Training Devices



Replicas used as training devices represent a unique and demanding area of specialty model making. These are replicas of real hardware that are used for practical tasks such as training, handling, demonstrating, and educating. In its history, Guard-Lee has been tasked by multiple organizations to make full size replicas that function as hands-on trainers and simulators. Such replicas have definitive missions and reside in special places where they are used as tools in training environments.

Training Devices by Guard-Lee have included:

Full Scale Space Shuttle Nose Sections: These pieces are full scale, climb-in replicas of the Space Shuttle Orbiters. Outfitted with the Middeck Crew cabin and the Flight Deck cabin above, these units have been used in camp-style and team-building educational and training scenarios where simulated Shuttle Missions are “flown” using special computer applications and software.

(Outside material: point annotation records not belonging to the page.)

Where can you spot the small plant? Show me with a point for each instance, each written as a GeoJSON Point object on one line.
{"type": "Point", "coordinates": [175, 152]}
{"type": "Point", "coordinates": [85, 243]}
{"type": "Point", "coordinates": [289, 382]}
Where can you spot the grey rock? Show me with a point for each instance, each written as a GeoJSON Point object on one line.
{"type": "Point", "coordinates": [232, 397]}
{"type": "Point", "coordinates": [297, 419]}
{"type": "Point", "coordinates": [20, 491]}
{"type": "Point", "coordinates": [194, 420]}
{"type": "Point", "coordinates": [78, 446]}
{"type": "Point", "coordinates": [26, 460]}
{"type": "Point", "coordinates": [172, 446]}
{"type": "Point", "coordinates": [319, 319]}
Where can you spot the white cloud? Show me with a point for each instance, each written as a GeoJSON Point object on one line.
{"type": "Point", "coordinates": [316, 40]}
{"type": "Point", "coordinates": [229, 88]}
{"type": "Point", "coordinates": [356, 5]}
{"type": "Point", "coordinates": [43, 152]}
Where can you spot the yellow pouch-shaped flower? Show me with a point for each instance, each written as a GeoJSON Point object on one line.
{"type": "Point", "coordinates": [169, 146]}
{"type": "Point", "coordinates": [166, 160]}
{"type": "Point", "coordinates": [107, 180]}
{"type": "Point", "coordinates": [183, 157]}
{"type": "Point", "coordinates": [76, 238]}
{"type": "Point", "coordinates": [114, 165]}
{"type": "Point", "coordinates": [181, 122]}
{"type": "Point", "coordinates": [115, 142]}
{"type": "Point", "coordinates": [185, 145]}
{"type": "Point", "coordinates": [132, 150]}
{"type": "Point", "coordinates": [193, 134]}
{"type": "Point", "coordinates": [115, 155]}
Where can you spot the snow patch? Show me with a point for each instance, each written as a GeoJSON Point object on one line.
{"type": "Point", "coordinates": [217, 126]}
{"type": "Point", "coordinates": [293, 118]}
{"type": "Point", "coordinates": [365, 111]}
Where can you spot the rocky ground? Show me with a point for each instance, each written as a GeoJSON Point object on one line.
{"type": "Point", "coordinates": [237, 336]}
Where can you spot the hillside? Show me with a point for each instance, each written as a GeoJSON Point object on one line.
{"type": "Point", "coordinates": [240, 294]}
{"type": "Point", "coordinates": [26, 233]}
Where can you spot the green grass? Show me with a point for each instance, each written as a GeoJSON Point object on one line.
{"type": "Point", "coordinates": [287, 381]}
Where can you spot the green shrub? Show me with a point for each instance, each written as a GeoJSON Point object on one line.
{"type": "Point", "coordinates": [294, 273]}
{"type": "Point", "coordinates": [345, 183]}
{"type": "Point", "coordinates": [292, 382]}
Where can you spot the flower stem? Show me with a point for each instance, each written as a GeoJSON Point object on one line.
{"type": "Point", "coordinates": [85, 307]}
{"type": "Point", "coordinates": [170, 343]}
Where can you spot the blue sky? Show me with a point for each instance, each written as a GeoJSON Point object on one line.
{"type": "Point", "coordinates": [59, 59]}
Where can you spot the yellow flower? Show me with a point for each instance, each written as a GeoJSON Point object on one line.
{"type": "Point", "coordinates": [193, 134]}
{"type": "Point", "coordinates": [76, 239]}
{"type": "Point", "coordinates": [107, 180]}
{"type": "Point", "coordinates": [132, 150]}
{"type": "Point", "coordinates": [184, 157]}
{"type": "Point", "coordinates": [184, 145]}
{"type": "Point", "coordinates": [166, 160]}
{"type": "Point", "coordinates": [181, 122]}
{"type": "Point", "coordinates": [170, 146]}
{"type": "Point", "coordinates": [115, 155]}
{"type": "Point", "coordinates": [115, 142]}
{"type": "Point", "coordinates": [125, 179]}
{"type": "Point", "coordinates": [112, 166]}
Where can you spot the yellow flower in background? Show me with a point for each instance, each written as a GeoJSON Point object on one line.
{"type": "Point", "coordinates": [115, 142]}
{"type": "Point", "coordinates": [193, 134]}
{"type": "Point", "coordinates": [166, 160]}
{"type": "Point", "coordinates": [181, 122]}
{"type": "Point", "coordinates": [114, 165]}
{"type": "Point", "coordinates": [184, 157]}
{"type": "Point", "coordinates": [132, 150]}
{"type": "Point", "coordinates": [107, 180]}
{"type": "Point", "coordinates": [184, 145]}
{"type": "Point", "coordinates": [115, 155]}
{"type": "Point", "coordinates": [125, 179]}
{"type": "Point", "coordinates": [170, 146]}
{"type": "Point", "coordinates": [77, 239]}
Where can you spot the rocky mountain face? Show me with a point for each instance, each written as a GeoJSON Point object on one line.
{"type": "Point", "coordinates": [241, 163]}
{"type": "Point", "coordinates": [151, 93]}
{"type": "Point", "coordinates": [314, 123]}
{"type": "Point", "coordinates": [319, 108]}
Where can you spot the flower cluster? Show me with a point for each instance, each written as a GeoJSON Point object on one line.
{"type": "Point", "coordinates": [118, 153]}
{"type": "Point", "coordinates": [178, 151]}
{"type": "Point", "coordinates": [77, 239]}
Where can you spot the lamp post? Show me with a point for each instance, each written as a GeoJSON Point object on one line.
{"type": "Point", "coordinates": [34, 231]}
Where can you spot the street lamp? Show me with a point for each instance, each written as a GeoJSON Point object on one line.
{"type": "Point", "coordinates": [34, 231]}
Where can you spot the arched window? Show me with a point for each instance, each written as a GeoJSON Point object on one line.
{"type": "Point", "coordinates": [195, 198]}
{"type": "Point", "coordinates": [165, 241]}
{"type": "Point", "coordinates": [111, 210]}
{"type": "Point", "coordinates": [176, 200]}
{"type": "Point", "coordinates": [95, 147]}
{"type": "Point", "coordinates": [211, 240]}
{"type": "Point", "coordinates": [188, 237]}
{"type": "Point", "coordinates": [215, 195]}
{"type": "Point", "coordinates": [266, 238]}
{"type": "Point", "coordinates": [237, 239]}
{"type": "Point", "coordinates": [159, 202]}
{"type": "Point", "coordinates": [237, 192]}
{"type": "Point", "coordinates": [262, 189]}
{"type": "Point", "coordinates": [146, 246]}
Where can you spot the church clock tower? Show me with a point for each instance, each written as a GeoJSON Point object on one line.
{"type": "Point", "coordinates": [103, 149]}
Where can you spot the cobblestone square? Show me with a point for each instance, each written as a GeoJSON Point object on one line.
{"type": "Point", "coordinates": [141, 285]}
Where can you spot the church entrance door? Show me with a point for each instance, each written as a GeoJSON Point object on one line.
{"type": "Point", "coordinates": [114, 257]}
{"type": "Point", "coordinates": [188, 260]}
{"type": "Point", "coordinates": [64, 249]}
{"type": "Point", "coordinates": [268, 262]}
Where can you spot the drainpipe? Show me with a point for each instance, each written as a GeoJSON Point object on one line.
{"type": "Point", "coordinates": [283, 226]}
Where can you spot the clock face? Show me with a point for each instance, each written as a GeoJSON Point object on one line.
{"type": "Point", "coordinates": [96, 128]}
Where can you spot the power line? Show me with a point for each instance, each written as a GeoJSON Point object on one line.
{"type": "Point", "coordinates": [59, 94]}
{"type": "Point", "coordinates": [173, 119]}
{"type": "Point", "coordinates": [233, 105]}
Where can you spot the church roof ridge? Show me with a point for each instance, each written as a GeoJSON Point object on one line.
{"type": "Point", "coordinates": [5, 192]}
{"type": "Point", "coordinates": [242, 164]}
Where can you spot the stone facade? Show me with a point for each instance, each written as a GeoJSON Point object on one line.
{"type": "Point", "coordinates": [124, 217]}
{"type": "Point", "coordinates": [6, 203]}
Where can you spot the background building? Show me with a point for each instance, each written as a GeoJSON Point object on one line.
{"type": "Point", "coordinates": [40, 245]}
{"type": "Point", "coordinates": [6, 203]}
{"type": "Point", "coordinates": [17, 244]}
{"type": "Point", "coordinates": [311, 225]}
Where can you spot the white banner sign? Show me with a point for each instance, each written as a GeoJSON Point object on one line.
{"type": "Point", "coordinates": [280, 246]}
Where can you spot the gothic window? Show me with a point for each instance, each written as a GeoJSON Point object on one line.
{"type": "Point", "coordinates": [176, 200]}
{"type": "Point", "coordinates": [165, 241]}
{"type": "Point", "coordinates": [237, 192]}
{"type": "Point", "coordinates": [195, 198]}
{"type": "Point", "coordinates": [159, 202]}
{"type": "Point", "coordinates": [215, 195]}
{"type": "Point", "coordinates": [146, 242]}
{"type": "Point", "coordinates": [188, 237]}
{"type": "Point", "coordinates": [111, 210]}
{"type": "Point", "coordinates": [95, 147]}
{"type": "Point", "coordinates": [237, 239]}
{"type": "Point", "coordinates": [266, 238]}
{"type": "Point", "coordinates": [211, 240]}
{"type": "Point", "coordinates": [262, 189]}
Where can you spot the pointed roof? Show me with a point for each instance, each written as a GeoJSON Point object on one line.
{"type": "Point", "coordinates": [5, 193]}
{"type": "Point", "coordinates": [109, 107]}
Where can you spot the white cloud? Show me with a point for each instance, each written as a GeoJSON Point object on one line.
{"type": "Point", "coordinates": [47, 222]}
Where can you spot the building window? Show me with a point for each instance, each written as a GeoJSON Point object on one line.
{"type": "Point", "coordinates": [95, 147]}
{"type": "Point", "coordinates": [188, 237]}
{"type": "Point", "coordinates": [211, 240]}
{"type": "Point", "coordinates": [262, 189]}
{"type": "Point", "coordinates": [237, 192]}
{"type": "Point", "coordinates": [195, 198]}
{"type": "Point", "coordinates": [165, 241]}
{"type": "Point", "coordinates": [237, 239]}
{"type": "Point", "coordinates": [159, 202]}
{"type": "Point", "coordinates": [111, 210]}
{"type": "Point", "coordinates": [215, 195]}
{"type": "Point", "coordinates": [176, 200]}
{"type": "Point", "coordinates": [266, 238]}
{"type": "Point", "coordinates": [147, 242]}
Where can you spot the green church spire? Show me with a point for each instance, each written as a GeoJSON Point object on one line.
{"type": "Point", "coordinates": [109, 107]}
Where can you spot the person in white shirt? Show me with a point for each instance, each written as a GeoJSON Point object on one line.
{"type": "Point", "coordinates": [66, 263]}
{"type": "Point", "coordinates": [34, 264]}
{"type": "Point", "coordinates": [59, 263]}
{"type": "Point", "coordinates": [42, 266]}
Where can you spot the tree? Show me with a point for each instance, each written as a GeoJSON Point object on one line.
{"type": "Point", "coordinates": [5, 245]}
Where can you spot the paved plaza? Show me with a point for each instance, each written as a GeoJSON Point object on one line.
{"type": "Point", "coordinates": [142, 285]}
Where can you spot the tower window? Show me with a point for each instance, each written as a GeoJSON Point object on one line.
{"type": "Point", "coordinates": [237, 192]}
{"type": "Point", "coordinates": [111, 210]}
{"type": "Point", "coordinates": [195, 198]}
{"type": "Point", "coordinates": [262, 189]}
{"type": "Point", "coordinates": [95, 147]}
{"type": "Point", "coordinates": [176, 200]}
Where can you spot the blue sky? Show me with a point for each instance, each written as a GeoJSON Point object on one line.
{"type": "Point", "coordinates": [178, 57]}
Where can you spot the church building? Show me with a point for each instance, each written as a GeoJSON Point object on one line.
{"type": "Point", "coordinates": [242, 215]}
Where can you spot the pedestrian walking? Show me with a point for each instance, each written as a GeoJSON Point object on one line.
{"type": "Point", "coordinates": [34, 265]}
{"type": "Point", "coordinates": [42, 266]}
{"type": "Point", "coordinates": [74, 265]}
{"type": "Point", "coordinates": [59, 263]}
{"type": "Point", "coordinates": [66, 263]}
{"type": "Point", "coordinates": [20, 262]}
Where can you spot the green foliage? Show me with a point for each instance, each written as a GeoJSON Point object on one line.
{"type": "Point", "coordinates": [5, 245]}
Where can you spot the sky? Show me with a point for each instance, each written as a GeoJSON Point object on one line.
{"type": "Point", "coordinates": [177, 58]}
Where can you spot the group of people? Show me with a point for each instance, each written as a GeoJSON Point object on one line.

Weight-and-CG Cruise Missile Replicas: Missile replicas that are built to the correct weight and center of gravity allow users to get active, hands-on training for transporting, unloading, handling, and uploading weapons. These replicas are built to the same physical standards as the real pieces, and thus look, feel, and handle the same way that the real pieces do. Use of such replicas allows intense training to be done without risking expensive and sensitive munitions in the process.

Space Shuttle EMU Spacesuit Demonstrators: Guard-Lee produces space suit replicas in several forms; one of these forms is a Demonstrator form, a suit that can be used by a museum docent or event communicator to actively demonstrate how an astronaut puts on a spacesuit. Such a suit can be put on in realistic sequence for temporary wear by either the docent or by a selected volunteer, making this type of space suit a truly educational and interactive experience.

Space Shuttle Toilet Demonstration Unit: This is a simulated Space Shuttle WMS (Waste Management System) stand-alone powered unit that can be used in presentations by a museum docent to explain how the astronauts used the bathroom on board the Shuttle. One of these units is in use at the NASM’s Moving Beyond Earth exhibit in Washington, D.C.